The muzzle wavered slightly and Kilkenny held what he had on the trigger and as the muzzle steadied he squeezed off his shot. The rifle leaped in his hands and the man in the trees leaped forward, hands outflung, then sprawled on his face in the clearing beyond the edge of the trees.
Quickly, before any return fire could be directed Kilkenny dusted the woods with three more shots, and swinging his rifle he sent a shot into the street that made a walking man dive for shelter.
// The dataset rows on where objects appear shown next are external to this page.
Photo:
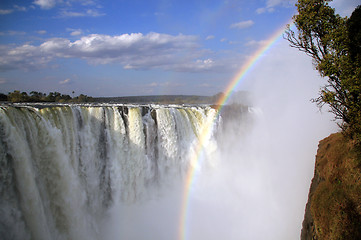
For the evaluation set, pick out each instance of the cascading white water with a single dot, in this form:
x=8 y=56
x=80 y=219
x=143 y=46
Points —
x=116 y=172
x=64 y=168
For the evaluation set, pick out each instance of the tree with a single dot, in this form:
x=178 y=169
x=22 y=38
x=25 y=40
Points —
x=330 y=40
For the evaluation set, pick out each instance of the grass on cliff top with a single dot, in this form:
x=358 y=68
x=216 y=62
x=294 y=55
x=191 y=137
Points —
x=336 y=203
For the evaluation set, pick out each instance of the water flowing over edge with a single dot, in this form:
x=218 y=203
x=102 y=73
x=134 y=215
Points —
x=64 y=167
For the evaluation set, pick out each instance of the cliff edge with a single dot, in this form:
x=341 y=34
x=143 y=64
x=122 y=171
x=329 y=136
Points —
x=333 y=210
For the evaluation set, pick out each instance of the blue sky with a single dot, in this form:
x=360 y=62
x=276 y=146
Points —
x=120 y=48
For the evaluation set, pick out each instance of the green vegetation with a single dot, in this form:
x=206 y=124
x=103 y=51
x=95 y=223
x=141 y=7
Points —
x=334 y=43
x=336 y=202
x=17 y=96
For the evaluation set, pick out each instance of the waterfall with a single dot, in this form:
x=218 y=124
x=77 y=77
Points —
x=63 y=168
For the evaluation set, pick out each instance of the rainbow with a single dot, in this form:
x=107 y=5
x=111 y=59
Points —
x=205 y=133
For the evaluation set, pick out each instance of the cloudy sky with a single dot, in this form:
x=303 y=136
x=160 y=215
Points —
x=138 y=47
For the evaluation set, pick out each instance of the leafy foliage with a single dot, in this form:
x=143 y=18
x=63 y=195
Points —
x=333 y=43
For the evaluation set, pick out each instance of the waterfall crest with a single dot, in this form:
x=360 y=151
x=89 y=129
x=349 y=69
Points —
x=63 y=167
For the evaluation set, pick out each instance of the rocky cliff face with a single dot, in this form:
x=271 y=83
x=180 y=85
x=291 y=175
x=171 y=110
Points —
x=333 y=210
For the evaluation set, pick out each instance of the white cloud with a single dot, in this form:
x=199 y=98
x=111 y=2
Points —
x=87 y=13
x=45 y=4
x=243 y=24
x=12 y=33
x=20 y=8
x=210 y=37
x=272 y=4
x=132 y=51
x=74 y=32
x=5 y=11
x=66 y=81
x=41 y=32
x=254 y=43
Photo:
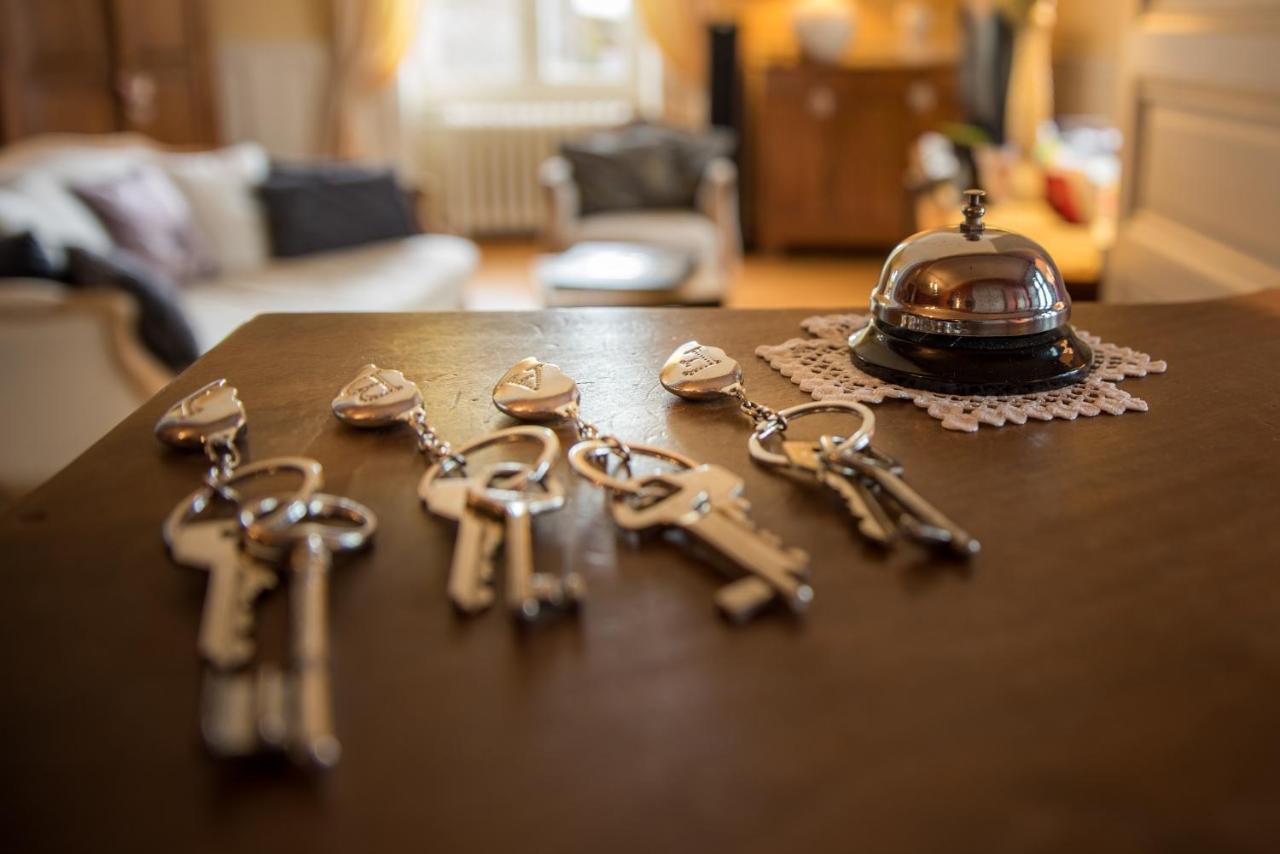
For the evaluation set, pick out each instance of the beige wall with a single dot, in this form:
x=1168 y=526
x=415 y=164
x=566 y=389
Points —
x=1087 y=45
x=269 y=19
x=272 y=62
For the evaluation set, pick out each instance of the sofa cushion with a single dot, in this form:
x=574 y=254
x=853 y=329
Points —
x=420 y=273
x=39 y=204
x=333 y=206
x=23 y=257
x=161 y=323
x=220 y=187
x=147 y=215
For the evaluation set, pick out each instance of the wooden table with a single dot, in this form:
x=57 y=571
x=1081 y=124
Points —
x=1104 y=676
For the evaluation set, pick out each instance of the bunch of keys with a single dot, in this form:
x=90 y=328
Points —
x=247 y=709
x=868 y=482
x=703 y=502
x=493 y=503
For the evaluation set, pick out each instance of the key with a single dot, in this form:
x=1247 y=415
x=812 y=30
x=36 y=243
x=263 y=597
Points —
x=332 y=524
x=873 y=520
x=707 y=503
x=225 y=636
x=528 y=592
x=471 y=570
x=927 y=521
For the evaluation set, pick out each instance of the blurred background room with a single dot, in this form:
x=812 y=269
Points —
x=173 y=168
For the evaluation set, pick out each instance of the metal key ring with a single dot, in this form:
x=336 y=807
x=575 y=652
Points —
x=584 y=455
x=860 y=438
x=264 y=538
x=295 y=508
x=507 y=435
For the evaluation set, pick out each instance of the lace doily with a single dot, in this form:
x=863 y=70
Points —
x=821 y=366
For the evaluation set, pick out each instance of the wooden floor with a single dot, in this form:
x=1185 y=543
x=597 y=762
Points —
x=504 y=281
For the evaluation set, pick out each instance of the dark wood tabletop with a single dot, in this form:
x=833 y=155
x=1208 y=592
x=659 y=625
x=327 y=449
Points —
x=1104 y=676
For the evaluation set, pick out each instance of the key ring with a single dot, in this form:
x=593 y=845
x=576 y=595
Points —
x=588 y=459
x=507 y=435
x=860 y=438
x=289 y=511
x=264 y=538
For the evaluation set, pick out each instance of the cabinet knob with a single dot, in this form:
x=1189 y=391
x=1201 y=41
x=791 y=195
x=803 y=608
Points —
x=922 y=97
x=822 y=101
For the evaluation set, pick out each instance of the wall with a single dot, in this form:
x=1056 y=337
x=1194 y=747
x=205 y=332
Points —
x=272 y=63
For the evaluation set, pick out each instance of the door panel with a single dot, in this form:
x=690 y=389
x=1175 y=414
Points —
x=163 y=71
x=56 y=67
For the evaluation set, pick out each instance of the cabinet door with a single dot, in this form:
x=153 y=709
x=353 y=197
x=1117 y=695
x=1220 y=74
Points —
x=796 y=133
x=55 y=68
x=163 y=72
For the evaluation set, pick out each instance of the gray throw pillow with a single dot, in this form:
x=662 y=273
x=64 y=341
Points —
x=149 y=217
x=332 y=206
x=163 y=325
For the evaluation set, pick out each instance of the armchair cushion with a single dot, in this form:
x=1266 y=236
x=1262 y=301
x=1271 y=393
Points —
x=643 y=165
x=22 y=256
x=334 y=206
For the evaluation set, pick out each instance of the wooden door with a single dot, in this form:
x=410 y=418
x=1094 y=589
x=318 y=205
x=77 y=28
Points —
x=1202 y=164
x=55 y=68
x=163 y=72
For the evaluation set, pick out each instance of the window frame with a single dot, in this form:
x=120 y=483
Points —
x=533 y=87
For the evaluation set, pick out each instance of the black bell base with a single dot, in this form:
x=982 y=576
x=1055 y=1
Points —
x=963 y=365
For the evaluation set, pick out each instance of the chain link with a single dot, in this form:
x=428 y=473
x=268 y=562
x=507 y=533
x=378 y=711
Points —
x=430 y=443
x=767 y=420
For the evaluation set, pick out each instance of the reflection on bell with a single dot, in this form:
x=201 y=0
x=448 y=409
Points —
x=972 y=310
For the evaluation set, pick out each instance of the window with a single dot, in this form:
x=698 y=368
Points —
x=510 y=48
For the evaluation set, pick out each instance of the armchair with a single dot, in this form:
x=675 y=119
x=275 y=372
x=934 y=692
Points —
x=72 y=369
x=709 y=232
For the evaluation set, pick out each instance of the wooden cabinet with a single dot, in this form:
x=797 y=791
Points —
x=832 y=151
x=100 y=65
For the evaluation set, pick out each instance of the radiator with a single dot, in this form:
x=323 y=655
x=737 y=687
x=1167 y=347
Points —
x=487 y=158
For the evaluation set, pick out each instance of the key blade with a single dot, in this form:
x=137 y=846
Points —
x=873 y=521
x=803 y=455
x=778 y=567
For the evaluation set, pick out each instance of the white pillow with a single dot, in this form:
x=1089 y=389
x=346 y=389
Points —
x=37 y=204
x=219 y=187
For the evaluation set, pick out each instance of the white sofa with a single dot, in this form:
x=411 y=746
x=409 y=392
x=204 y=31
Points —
x=46 y=348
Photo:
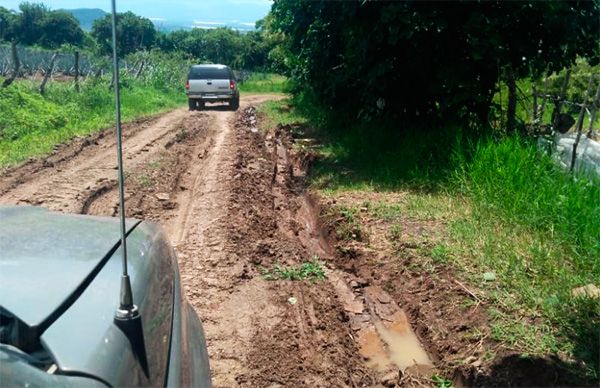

Brigo pulled back and started toward the horses, with Kilkenny following, feeding shells into his gun. Mounted, they rode swiftly across the plateau, then up Dry Wash to the butte. A glimpse toward the town showed riders fanning out into the hills to begin the pursuit. The shots had at least drawn away the attack on the house. A few minutes later, from behind a ridge, they saw Ben Tetlow ride east with ten or eleven men.
Kilkenny drew rein. “Right now,” he said, “would be a good time to get our crowd out of there. Most of the Tetlow outfit are gone.” Holding to low ground, they circled the town and rode back into Horsehead. The body of the man lay where it had fallen at the edge of the woods. “Switch saddles to fresh horses,” Kilkenny said. “Buck for me.” Dolan stepped out as they swung down. “You’re taking a chance, man! The town’s lousy with Forty riders.”